The Treasury clearly believes that the market will be able to easily absorb the increased amount of longer-term debt because of (1) strong safe-haven demand for Treasury securities due to the massive hit to the global economy and financial system from the pandemic, (2) expectations for the Fed to keep its funds-rate target near zero for at least the next two years, (3) the Fed’s $120 billion per month QE program that includes $80 billion per month of Treasury security purchases, and (4) strong demand from foreign investors looking for a positive yield and fleeing from the $15 trillion of negative-yielding global debt.
However, the massive increase in longer-dated Treasury supply could still force yields substantially higher if market conditions should suddenly turn more bearish due to such outside possibilities of (1) a vaccine that enables the U.S. economy to return to normal sooner-than-expected, or (2) an unexpected increase in inflation.



U.S. unemployment claims expected to show some improvement — Today’s initial unemployment claims report is expected to show a modest improvement with a decline of -34,000 after two weeks of rising claims and backsliding in the labor market. Meanwhile, continuing claims are expected to fall -118,000, showing a slightly better labor market after last week’s increase of +867,000. While the labor market has generally improved in the last four months, there are still 15.3 million more people on the unemployment rolls than there were before the pandemic in February.

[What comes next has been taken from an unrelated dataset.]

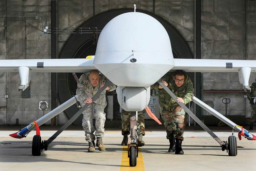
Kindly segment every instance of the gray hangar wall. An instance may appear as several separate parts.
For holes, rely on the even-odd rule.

The consensus is for tomorrow’s July payroll report to show an increase of +1.5 million jobs, adding to June’s +4.8 million job rise. Even the expected rise, however, would leave jobs down by 13.2 million from February’s record high. Yesterday’s ADP report of +167,000 was disappointing and was much weaker than market expectations of +1.2 million. The consensus is for tomorrow’s July unemployment rate to fall by -0.6 points to 10.5%, which would be down from April’s record high of 14.7% but still above the worst level of 10.0% seen during the Great Recession.